Ксавье Монтепен - Кровавое дело
Старик поклонился.
Итальянец в свою очередь произнес коротенькую речь:
— Вы увидите меня в деле, милостивые государи, и скоро получите доказательство того, что я всецело предан науке. Я стану держать твердой рукой знамя, так высоко поднятое моим знаменитым предшественником. Вы найдете во мне друга, руководителя, всегда готового вас поддержать и ободрить. Итак, господа, рассчитывайте на меня и оправдайте мое доверие к вам.
Одобрительный шепот послышался вслед за этими словами. Очевидно, молодой доктор понравился будущим ученикам и подчиненным.
— Мы сейчас начнем осмотр, — продолжал он, — займите каждый свое место.
Некоторые из служащих вышли. В зале остались только ученики и помощники хирурга. Грийский представил их одного за другим, поименно. Анджело, чувствуя себя в отличном расположении духа, нашел для каждого доброе слово. Его успех рос ежеминутно. Он был так обходителен, что лучшего директора и не желали, но только ожидали доказательств глубины и основательности его научных познаний.
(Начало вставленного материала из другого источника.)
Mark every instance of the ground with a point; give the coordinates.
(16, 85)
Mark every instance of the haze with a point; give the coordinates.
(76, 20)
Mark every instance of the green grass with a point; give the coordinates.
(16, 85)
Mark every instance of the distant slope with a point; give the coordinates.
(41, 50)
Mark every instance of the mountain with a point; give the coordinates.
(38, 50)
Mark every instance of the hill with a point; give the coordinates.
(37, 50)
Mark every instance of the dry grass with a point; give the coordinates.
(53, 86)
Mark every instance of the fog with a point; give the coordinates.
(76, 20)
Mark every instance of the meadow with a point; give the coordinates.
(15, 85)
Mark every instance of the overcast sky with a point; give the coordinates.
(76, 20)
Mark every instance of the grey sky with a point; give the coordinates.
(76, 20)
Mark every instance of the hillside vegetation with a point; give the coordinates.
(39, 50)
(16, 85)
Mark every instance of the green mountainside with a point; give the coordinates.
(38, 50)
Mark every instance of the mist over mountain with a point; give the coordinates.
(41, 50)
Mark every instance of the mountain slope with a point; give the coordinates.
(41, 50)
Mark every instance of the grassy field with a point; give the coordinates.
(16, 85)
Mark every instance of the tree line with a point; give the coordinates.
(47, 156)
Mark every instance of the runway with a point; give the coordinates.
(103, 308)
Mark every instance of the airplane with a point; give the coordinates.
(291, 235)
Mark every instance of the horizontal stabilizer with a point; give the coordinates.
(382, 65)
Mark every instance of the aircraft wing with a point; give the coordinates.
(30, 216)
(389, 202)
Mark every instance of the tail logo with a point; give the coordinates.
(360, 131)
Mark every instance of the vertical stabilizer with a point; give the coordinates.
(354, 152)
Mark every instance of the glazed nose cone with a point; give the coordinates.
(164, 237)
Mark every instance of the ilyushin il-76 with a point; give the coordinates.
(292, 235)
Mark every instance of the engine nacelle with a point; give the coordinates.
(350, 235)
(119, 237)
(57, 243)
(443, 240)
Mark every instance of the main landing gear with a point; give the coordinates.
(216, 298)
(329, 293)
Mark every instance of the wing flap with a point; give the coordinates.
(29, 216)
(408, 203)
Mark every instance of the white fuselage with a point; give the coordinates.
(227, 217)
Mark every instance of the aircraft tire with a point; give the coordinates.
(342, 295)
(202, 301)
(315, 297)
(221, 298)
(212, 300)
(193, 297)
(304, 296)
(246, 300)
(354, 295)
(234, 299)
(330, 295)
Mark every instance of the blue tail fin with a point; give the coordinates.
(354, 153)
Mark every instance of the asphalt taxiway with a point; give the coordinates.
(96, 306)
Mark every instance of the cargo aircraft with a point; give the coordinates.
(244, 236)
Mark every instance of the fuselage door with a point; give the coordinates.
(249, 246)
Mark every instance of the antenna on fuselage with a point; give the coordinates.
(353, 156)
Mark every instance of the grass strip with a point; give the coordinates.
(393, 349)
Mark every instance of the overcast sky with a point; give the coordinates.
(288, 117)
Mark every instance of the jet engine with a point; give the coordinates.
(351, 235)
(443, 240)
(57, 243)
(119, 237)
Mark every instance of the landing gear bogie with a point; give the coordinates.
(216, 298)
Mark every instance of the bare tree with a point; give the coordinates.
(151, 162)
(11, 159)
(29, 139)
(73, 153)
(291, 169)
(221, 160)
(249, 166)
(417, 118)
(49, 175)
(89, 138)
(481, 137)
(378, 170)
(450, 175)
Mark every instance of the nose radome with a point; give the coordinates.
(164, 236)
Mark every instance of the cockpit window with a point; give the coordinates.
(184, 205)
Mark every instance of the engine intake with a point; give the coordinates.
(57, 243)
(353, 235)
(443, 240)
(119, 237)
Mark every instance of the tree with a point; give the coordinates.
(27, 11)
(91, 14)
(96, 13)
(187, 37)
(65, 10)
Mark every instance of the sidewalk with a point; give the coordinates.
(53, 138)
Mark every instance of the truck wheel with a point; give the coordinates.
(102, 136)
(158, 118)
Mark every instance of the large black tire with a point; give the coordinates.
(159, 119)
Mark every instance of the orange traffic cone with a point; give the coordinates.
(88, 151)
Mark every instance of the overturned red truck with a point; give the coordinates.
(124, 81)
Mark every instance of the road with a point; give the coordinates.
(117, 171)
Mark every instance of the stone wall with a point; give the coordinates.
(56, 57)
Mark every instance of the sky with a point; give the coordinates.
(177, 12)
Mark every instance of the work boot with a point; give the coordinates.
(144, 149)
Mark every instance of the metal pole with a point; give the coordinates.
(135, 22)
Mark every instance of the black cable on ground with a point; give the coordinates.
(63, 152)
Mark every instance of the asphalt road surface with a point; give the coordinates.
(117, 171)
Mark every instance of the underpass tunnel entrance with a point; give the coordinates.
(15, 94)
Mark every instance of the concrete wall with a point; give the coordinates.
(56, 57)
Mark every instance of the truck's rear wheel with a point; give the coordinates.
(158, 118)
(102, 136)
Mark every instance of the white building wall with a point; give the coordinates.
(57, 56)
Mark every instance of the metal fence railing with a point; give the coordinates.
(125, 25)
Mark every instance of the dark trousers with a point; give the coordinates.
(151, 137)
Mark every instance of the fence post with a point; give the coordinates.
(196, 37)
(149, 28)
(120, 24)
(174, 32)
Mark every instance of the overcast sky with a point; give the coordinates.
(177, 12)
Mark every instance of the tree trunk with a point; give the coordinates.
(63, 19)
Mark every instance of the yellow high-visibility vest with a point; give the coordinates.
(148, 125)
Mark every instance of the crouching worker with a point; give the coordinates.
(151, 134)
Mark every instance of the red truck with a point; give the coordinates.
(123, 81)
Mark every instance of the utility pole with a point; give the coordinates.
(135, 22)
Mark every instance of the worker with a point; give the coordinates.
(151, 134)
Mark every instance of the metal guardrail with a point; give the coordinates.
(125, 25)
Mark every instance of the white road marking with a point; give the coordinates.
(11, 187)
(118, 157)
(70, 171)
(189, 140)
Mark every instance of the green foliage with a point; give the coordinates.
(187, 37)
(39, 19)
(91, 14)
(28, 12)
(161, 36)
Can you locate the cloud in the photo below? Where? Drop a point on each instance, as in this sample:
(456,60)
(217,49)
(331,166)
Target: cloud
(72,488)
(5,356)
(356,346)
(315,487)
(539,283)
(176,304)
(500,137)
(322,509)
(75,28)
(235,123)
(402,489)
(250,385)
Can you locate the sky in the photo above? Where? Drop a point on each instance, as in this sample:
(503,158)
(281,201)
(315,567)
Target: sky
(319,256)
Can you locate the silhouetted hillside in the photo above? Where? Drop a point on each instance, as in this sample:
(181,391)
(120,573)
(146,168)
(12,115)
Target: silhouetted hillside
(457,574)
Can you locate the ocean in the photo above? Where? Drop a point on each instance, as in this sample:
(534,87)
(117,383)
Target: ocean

Осмотр начался. Поляк представлял каждого из своих пациентов Пароли, который не замедлил твёрдо доказать, что его познания ни в чем не уступали учености Грийского. Он говорил так авторитетно, с такой точностью и изумительной проницательностью, что даже старый доктор удивлялся, а ученики и ассистенты боялись проронить слово. Никогда на долю Грийского в течение его долголетней практики не выпадало такого лестного внимания. Некоторым имя Пароли было уже прежде известно, но они помнили, что он пользовался дурной репутацией.
Возможно ли, правдоподобно ли, чтобы этот человек, такой спокойный, уверенный в себе, — тот самый Пароли, пьяница, лентяй, бродяга и игрок?
Конечно, нет! Или в Париже живут два хирурга, носящих одну фамилию, или же дурные слухи о нем распускались вследствие гнусной зависти. Разве не достаточно видеть и слышать Анджело Пароли, чтобы составить о нем хорошее мнение?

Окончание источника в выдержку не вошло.